Pocket-lint was at the US launch of the new processor to find out more.


The new processor is promising much better Wi-Fi for users, thanks to the inclusion of the new wireless protocol: 802.11ad.

The wireless speed is expected to be rolled out over the next couple of months and follows on from 802.11ac that started rolling out in phones and routers over the last year.

If you have a supporting router, you'll be able to transfer data to your device around 20x faster than you were previously able to do.

In real terms, that means a full-length feature movie will take about 30 seconds to transfer. It also means you'll be able to create devices like a wireless docking station that ditches wires but still allows you to connect a series of devices (like a keyboard and TV screen) without wires.

Qualcomm told Pocket-lint that manufacturers are already keen to jump on board and we could expect new wireless docking stations by early next year.
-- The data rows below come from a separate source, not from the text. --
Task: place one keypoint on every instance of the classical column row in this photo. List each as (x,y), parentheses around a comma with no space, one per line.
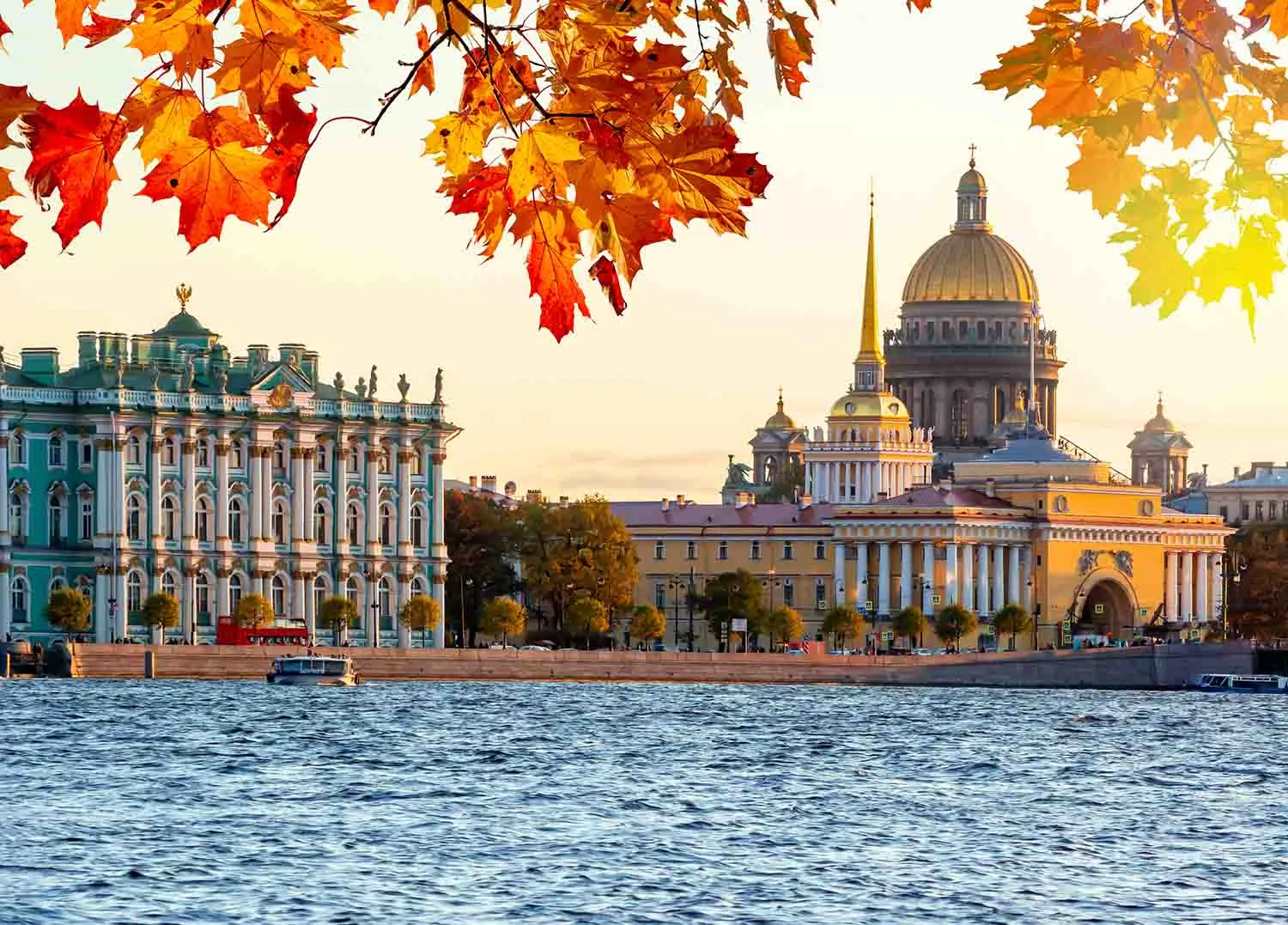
(1192,589)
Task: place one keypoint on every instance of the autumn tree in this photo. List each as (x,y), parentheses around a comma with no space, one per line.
(844,623)
(160,612)
(587,131)
(648,623)
(339,615)
(67,610)
(586,618)
(504,618)
(953,623)
(252,610)
(420,613)
(1014,620)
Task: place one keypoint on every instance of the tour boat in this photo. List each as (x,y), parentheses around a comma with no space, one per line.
(1241,683)
(313,670)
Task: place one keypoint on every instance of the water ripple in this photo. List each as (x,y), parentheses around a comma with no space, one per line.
(183,803)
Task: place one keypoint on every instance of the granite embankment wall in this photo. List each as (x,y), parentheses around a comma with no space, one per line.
(1158,666)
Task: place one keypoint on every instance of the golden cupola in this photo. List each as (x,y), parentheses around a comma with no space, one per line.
(971,263)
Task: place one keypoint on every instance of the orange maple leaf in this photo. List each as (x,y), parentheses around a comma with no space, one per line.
(213,174)
(72,151)
(10,245)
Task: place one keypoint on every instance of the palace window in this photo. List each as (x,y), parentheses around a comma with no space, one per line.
(417,526)
(133,518)
(18,598)
(234,520)
(169,518)
(133,593)
(203,520)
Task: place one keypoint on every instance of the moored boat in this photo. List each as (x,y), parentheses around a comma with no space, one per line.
(1241,683)
(313,672)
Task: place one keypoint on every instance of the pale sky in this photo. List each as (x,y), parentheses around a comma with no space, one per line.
(368,268)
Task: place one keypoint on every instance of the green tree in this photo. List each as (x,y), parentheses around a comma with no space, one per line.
(1012,618)
(586,618)
(160,612)
(252,610)
(339,615)
(953,623)
(69,611)
(420,615)
(786,624)
(909,624)
(728,597)
(504,618)
(844,623)
(577,551)
(648,623)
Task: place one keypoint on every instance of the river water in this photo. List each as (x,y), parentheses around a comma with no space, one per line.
(187,801)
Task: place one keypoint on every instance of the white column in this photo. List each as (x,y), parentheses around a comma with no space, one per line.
(904,575)
(884,579)
(839,572)
(999,575)
(951,574)
(927,577)
(1187,587)
(1170,587)
(1012,576)
(1202,577)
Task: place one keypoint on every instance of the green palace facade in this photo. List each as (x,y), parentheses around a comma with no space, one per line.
(162,463)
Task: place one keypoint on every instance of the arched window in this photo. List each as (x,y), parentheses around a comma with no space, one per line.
(280,520)
(417,526)
(169,518)
(18,517)
(133,593)
(134,518)
(321,525)
(386,525)
(201,598)
(57,520)
(203,517)
(278,595)
(234,520)
(352,522)
(18,598)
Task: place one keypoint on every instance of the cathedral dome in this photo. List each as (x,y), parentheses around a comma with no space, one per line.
(971,263)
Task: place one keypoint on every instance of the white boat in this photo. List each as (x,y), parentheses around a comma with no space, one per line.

Qualcomm has enhanced the graphics capabilities of the 820 processor, adding support for the new Unreal Engine 4 from Epic as well as tweaking some technologies themselves. New buzzwords include Qualcomm Trupallette and Qualcomm Ecopix. Both work to improve the quality of the graphics on screen, but Ecopix will adjust light by changing the gamut levels of the images rather than boosting the brightness of the screen.
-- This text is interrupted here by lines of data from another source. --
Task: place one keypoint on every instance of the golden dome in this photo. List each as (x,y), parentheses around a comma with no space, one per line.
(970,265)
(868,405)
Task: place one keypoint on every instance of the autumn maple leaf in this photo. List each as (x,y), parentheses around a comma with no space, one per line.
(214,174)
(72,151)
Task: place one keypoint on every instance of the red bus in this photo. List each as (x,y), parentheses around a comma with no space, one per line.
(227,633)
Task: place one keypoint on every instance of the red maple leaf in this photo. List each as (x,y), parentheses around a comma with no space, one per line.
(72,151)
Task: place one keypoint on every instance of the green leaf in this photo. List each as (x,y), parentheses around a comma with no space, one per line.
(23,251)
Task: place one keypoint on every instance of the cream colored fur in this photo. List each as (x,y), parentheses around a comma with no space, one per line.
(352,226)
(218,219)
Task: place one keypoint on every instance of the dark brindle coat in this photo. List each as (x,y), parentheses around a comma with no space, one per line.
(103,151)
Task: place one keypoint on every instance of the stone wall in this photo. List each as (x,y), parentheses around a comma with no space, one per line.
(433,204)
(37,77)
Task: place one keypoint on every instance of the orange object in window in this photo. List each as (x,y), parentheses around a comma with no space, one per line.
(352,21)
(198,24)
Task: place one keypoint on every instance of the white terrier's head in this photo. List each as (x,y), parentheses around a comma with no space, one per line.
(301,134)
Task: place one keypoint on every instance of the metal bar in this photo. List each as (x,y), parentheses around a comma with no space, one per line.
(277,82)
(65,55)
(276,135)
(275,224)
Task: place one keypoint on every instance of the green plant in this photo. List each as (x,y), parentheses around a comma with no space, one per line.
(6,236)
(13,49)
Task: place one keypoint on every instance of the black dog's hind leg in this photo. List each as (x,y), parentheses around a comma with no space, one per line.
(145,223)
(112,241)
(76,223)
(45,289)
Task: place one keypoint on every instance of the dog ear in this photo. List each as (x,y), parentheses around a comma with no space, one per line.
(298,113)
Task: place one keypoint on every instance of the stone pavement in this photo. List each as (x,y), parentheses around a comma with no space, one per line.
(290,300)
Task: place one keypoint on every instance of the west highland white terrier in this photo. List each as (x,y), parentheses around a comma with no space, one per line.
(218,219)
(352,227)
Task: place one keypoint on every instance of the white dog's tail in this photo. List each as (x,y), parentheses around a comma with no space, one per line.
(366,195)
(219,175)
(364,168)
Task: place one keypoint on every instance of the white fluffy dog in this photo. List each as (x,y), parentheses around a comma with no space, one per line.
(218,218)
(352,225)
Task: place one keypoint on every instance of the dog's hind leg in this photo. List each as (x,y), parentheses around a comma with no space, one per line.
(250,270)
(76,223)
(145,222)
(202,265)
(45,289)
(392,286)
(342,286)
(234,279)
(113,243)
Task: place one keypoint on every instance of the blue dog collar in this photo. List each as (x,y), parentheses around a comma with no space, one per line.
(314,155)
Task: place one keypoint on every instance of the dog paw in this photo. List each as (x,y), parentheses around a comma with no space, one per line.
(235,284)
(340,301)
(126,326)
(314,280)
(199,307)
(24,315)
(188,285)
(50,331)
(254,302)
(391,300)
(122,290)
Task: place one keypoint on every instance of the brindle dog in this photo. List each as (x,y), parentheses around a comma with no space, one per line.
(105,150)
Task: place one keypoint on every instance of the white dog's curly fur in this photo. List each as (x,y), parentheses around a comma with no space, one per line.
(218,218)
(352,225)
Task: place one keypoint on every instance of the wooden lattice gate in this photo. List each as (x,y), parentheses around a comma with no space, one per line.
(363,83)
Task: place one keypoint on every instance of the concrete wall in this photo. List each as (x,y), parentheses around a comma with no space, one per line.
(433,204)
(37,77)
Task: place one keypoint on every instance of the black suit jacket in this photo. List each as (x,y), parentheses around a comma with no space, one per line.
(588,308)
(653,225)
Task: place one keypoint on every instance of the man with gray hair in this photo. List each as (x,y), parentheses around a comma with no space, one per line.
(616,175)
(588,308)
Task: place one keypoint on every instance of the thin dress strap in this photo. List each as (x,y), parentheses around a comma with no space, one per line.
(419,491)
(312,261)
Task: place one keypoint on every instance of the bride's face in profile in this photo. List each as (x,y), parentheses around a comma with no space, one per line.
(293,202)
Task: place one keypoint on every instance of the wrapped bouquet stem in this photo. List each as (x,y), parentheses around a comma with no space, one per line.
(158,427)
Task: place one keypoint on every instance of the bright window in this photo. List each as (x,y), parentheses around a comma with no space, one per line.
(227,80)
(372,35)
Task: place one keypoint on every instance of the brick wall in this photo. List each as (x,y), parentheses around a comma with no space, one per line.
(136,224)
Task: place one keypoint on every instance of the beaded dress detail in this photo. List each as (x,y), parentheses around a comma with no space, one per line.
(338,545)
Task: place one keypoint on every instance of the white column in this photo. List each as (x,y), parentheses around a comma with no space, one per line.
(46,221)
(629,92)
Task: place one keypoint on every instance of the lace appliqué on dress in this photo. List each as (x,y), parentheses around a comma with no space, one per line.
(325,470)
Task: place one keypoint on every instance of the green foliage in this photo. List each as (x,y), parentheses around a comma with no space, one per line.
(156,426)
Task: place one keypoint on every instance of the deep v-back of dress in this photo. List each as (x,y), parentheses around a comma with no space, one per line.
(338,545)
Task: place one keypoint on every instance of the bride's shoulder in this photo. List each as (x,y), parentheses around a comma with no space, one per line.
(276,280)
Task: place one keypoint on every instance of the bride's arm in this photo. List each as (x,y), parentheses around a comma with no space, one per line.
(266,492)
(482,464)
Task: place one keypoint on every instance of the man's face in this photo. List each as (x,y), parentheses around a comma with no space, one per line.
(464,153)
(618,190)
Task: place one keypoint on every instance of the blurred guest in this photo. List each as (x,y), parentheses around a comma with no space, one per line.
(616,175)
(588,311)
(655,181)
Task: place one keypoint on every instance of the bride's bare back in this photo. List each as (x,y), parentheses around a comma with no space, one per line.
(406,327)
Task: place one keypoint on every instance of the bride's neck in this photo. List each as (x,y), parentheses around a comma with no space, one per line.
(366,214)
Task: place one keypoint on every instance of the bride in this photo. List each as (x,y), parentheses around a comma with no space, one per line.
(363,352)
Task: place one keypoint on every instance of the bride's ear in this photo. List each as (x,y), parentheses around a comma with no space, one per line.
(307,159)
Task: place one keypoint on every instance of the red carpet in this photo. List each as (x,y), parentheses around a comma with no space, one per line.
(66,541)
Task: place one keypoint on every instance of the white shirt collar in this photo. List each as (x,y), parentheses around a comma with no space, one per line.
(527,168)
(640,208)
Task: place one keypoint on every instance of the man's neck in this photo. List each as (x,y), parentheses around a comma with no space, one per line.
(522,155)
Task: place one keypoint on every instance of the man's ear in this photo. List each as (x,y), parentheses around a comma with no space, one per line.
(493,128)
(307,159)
Qualcomm is introducing two new technologies on the audio front. The company dubs its advancements in audio as immersive audio, promising a superior audio playback experience, which will give you a greater sense that things are happening around you. That could be a bee buzzing around a room or an explosion happening behind you.
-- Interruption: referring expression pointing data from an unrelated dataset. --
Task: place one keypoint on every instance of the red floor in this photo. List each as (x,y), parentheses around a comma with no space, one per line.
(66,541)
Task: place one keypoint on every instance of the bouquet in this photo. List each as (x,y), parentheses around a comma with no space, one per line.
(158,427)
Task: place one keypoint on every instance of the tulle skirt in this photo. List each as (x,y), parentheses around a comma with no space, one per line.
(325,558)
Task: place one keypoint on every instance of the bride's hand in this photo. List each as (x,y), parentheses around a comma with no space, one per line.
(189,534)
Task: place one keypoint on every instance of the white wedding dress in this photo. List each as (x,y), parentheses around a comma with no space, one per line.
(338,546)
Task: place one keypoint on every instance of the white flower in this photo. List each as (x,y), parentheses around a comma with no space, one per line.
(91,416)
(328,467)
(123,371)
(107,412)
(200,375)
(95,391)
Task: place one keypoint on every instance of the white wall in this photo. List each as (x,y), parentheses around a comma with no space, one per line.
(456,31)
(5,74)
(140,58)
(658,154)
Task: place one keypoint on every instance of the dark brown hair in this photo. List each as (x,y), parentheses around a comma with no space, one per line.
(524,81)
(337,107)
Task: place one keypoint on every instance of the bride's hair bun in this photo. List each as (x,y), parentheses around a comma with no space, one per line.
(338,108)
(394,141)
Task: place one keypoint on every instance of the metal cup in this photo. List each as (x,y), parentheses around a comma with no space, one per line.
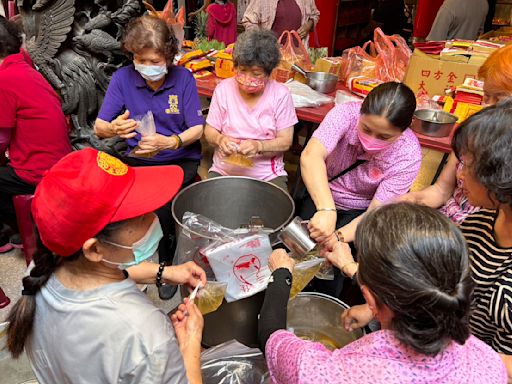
(296,238)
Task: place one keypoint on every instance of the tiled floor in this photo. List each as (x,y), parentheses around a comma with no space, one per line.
(12,264)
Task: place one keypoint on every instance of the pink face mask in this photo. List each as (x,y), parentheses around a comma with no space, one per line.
(371,144)
(249,84)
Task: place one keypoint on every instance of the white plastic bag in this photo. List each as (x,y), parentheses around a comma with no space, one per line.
(242,264)
(304,96)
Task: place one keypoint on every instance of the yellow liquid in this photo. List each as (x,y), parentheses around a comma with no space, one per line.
(210,297)
(301,278)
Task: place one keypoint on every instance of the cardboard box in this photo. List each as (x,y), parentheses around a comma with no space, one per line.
(429,73)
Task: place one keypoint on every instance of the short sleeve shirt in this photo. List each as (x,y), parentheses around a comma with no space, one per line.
(175,106)
(385,176)
(111,334)
(32,110)
(230,115)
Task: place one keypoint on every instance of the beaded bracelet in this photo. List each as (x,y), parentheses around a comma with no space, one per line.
(159,274)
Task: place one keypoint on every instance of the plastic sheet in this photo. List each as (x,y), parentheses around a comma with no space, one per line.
(234,363)
(198,233)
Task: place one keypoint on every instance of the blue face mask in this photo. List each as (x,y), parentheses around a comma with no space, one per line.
(142,249)
(151,72)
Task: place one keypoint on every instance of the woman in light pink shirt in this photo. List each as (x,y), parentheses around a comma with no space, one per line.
(414,273)
(251,115)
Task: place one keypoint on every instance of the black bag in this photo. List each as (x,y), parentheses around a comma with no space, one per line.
(301,194)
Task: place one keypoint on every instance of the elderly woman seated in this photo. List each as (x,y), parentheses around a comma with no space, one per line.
(414,274)
(251,117)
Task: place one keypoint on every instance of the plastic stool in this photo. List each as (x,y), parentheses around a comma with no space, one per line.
(22,206)
(4,300)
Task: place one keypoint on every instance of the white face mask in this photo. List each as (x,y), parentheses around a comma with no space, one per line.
(151,72)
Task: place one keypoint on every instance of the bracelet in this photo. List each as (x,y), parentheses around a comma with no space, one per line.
(345,266)
(159,274)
While 5.1 surround sound is already possible on phones, this seemingly takes it one step further by ensuring you are in the middle of the action with a greater potency to the experience.

The second is aimed at speaker protection and ensures you still get a loud sound, but one that doesn't distort. Both in the flesh work really well.


Battery life is always an issue, and Qualcomm says it is working hard to give you more time to use your phone or tablet before it runs out of power.

While efficiencies will get you so far (the Snapdragon 820 supposedly is 30 per cent more efficient), it is also making it easier to charge devices.

A new WiPower charging mat will work with 820 powered devices. The mat can be hidden under a desk out of sight, charge metal-cased devices (previously impossible), and even charge multiple devices with different needs at the same time without having to line up charging points.

Also, Qualcomm has introduced Quick Charge 3.0. It's a new version of the technology found in devices like the Moto X Pure and HTC One M9, and it promises to be able to charge your device to 80 per cent full in 35 minutes.

The Snapdragon 820 can deliver download speeds up to 600Mbps and upload speeds up to 150Mbps.

Carriers in the US, China, India, and South Korea will be able to instantly benefit from those transfer speeds when 820 devices launch in 2016, but for the UK, the only carrier that will be able to currently utilise those speeds will be EE. But not straight away.

The UK carrier offers 450Mbps in some parts of central London, and Qualcomm tells Pocket-lint this could easily be boosted to 600Mbps with a software update.

Elsewhere, the modem is able to now monitor the quality of the Wi-Fi signal to determine what's better: Wi-Fi or 4G. And then it automatically switches accordingly on the fly. Unlike current Wi-Fi-calling features in the UK, this would allow you to seamless handover between the two without you realising. The company is also improving how it handles and manages the antenna within the device to put an end to dropped calls.


Rather than rely on hardware improvements like better lenses or image sensors, the Snapdragon 820 tries deliver many of the imaging improvements through software algorithms.

One in particular is how it will be able to handle low-light photography and video. Rather than simply apply an HDR effect to images, the new processor works to "lighten" elements of the image that need "lightening" without overly affecting already light areas of the image (like a street light). What's impressive is that it is able to do this in real time and with zero latency, making it ideal for shooting videos or photographs in environments that are anything but ideal.

The company is also bringing its Zeroth picture management feature to Snapdragon 820. It will use machine-learning to allow you to manage your pictures - by scanning them to see what's in them. The system can already categorise over 60 different things, such as food, animals or kids, but it also has the ability to learn as it handles more data. The system is localised to the device, so you won't need to constantly upload images to a central service, and could mean you'll be able to quickly and easily find a photo in the future.

Two new technologies - that have been demoed before as prototypes - now make it into the final commercial 820 offering.

Sense ID is Qualcomm's version of Apple's TouchID and can cope with not only sweaty fingers but also work through cover glass, meaning phones won't need a dedicated button, as it can be hidden under the display.

Smart Protect will use machine-learning to scan for what it believes is viscious malware on the phone (even if the malware hasn't been reported previously). The processor will then be able to make an educated guess as to what threat levels the malware presents and act accordingly.